Considerato il legume delle carestie, poichè resiste alle condizioni più impervie: siccità o mal tempo, le cicerchie riescono comunque ad crescere e garantire un raccolto. Ecco perchè i legumi delle carestie: anche nelle peggiori delle ipotesi, quando tutto andava male, la cicerchia era disponibile. Veniva anche considerata un legume da poco, perchè così largamente disponibile nonostante il clima avverso, e soprattutto sulle tavole dei poveri, oppure per le caratteristiche nutrizionali incerte?!?
Su questo punto si possono aprire mille possibilità: le cicerchie sono ricche di proteine. Contengono, inoltre, vitamine del gruppo B, vitamina PP, calcio e fosforo. Le caratteristiche nutrizionali non mancano, tuttavia a mio avviso non può essere considerato un legume di uso frequente, infatti sembra che contengano una neurotossina, che se assunta in elevate quantità, nel lungo periodo può causare forti disturbi del sistema motorio. Questa tossina sembra che aumenti in dosi in base alle caratteristiche del terreno e al clima (sembra che aumenti con la siccità). Questi disturbo era noto soprattutto nella letteratura scientifica dell’800 e primi del 900 quando ancora questo legume era usato con grande frequenza proprio per la frequenza di eventi climatici che rovinavano i raccolti.  In effetti un consumo limitato di cicerchie non risulta essere dannoso.

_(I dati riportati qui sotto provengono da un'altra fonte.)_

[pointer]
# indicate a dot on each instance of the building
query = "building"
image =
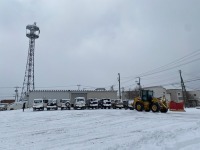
(70, 94)
(159, 92)
(9, 101)
(176, 95)
(193, 97)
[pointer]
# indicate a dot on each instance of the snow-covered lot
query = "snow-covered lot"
(99, 129)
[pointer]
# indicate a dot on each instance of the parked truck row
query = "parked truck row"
(81, 103)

Le leggende popolari consigliano l’ammollo in acqua salata per almeno 12 ore per eliminare parte della tossina. Con la cottura una buona parte della tossina viene inoltre distrutta.
Sicuramente le cicerchie  sono dei legumi che per le loro caratteristiche non consiglio per un uso frequente, ma un momento privilegiato per dedicarsi un piatto pieno di profumi e aromi del sud semplici ed eleganti allo stesso tempo.

Ecco una ricetta vegan ricca della sua semplicità!

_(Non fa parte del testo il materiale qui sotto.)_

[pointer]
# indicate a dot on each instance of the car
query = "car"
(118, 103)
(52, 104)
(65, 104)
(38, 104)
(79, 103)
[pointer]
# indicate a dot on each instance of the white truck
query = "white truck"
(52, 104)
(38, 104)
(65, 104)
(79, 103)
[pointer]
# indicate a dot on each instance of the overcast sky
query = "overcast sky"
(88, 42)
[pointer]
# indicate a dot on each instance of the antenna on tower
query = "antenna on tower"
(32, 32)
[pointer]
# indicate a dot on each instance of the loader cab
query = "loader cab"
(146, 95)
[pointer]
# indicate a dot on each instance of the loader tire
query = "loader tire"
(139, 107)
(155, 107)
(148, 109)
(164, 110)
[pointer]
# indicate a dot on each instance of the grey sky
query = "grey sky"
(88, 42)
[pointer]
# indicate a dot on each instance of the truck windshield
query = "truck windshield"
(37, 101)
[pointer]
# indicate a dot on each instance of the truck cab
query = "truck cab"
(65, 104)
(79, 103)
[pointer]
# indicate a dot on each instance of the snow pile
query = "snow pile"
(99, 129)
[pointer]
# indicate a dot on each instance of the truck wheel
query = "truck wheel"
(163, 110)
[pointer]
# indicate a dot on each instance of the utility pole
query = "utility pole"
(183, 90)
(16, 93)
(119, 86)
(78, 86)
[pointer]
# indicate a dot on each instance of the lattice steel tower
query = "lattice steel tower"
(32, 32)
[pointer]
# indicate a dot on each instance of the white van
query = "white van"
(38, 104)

cicerchie_pizzaiola_orecchiette

Ingredienti per 2 persone

100-120 g di cicerchie secche

15 pomodori datterino

1-2 cucchiaio di capperi

1-2 cucchiai di olive

1 spicchio di aglio

olio evo, sale

origano, prezzemolo

Procedimento

Lasciare in ammollo le cicerchie in acqua leggermente salata dalle 12 fino ad un massimo di 24 ore.
Dopo l’ammollo sciacquare abbondantemente e cuocere in acqua con 1 spicchio di aglio per un tempo variabile da 1 a 2 ore (dipende molto dal tipo di legume che si ha a disposizione).
Sbollentare i pomodorini per qualche minuto quindi pelarli e tagliarli a metà.
In un tegame far scaldare un paio di cucchiai di olio, 1/2 spicchio di aglio (facoltativo), i capperi e le olive. Dopo qualche minuto aggiungere i pomodorini. Far cuocere per circa 10-15 minuti, quindi spegnere il fuoco e aggiungere l’origano, il prezzemolo ed aggiustare di sale. Lasciar risposare.

Si può consumare direttamente cosi, oppure usarlo per dei crostini o ancora per preparare delle tipiche orecchiette pugliesi come in questo caso. Really enjoy it!